Juni ist der beste Monat um Seerosen zu teilen und zu pflanzen.


----------



## danyvet (30. Mai 2011)

*AW: Wann kann ich eine Seerose aus dem Teich nehmen?*

@Werner: :shock eecht? Aber meine Seerose hat jetzt schon so um die 80 Blätter. Wie soll ich denn die rausnehmen zum Teilen?  Ich dachte mir, im Frühjahr, bevor die ersten Blätter an die Oberfläche kommen, wäre die beste Zeit...


----------



## Nymphaion (31. Mai 2011)

*AW: Wann kann ich eine Seerose aus dem Teich nehmen?*

Eine so große Seerose teilen ist eine Strafarbeit. Du ziehst sämtliche Rhizome aus dem Schlamm (geht vermutlich nur mit schwerem Gerät), und dann suchst Du Dir die schönsten Rhizomspitzen aus zum neu Pflanzen.
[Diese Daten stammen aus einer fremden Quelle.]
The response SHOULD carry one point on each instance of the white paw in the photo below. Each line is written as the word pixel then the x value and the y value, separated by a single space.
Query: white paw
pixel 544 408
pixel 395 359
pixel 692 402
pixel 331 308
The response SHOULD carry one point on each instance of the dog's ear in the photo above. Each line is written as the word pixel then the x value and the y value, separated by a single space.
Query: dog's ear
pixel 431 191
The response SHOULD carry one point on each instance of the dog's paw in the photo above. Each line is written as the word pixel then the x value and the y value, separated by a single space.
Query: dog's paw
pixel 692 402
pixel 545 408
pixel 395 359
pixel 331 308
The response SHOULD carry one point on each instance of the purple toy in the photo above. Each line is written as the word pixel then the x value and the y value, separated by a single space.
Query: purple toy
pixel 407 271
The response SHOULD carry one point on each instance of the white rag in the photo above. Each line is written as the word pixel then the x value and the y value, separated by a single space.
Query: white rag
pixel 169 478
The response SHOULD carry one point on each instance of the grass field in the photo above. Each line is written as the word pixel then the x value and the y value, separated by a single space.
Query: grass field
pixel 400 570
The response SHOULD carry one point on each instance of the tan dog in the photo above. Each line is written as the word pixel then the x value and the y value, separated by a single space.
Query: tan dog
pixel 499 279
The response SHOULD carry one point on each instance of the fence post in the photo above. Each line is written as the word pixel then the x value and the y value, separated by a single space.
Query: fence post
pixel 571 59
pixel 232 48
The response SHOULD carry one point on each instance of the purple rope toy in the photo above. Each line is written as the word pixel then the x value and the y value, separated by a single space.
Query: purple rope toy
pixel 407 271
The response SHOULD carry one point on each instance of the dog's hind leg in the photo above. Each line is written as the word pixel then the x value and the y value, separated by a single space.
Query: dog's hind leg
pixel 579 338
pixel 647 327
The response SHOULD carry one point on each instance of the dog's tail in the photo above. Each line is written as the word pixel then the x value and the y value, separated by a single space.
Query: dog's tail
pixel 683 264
Der Rest kommt in die Ablage K


----------



## Limnos (31. Mai 2011)

*AW: Wann kann ich eine Seerose aus dem Teich nehmen?*

Hi

Nach solcher Zeit ist die Seerose meist nicht mehr als Ganzes rauszuholen. Auch hängt es von der Pflanztiefe ab, wie schwierig die Sache ist. Da sie meist auf mehr als Armlängentiefe wurzeln, geht es ohne Wasserablassen nur schlecht. Ich benutze zum Zerteilen von Wasserpflanzen das abgebildete Werkzeug (ursprünglich ein Fugenkratzer), das ich mir auf der Winkelinnenseite scharf geschliffen habe. Damit schneide ich Kopf für Kopf ab, bis nur soviel übrigbleibt, wie ich noch im Teich behalten möchte. Man sollte den Schnitt von unten her, also weg von der Folie ausüben. Wenn man die abgeschnittenen Köpfe verkaufen oder verschenken will, sollte man die Schnittstelle entweder mit Altivkohlepulver einstäuben oder kurz auf eine heiße Herdplatte drücken.

MfG.
Wolfgang


----------